In other words, keep your eyes peeled because the FDA's position could change.
Update: Since the original publication of this article, the FDA has taken action against 15 companies for illegally selling CBD-containing products.
What they have taken action against, however, is companies 1) making therapeutic claims (like I mentioned above) or 2) not putting in the product what is on the label. This is common to any product though, so whether it is CBD, an herbal supplement, or a cosmetic, you can't do either one of these things without risk of action by the FDA.
State laws regulating marijuana vary widely and have also changed rapidly in recent years. Laws run the spectrum from full legalization to illegal and everything in between.
Keep in mind, states have a right to regulate and schedule substances independent of the Federal government, so while the Federal government might have made hemp and hemp derivatives legal that does not mean states have.
I was going to create pretty state maps for you highlighting the status of marijuana in each state, but then I found an awesome one put together by the folks over at DISA, a company that specializes in corporate drug and alcohol and background screening (among other services). They were nice enough to let me post it here for your reference:
I recommend bookmarking their page on this, as they also provide links to each state's specific law.
Summary - Should You Sell CBD in the Pharmacy?
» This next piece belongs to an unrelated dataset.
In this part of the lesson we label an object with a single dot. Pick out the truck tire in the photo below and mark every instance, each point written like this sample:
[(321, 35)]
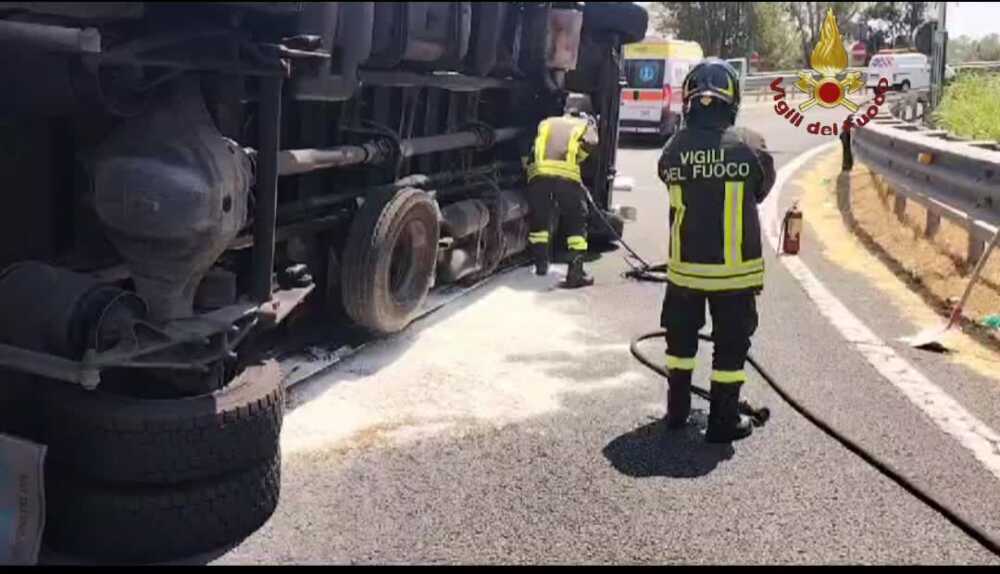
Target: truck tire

In short, there is still a lot of confusion surrounding the legal status of CBD and CBD-containing products. So should you sell them? That is ultimately up to you, but here are some things to keep in mind:
Epidiolex: You're on solid ground here, and because it can actually help patients - you shouldn't deny patients this therapy when it is prescribed. There are clear positions from both the FDA and DEA that this product is a Schedule V, and even if your state still classifies CBD as a Schedule I it is extremely unlikely they would go after pharmacies dispensing an FDA-approved drug product pursuant to a valid prescription.
CBD Oil and Food Products: This one is a little shakier because the FDA is not allowing them to be sold as dietary supplements or food, though they are unlikely to go after individual pharmacies and more likely to go after manufacturers. The BOP in your state might, though, decide to take action. Either way as a pharmacist, however, at the very least it is best to only sell products that 1) you can trust have what is stated on the label and 2) do not make therapeutic claims. You also should not make unsubstantiated therapeutic claims to your patients when talking about CBD.
Lastly, if you do decide to sell CBD be sure that the products you sell comply with the 2018 Farm Bill; if not, the product is actually classified as a Schedule I, is clearly illegal, and the DEA (and others) could take enforcement action against you and/or the pharmacy.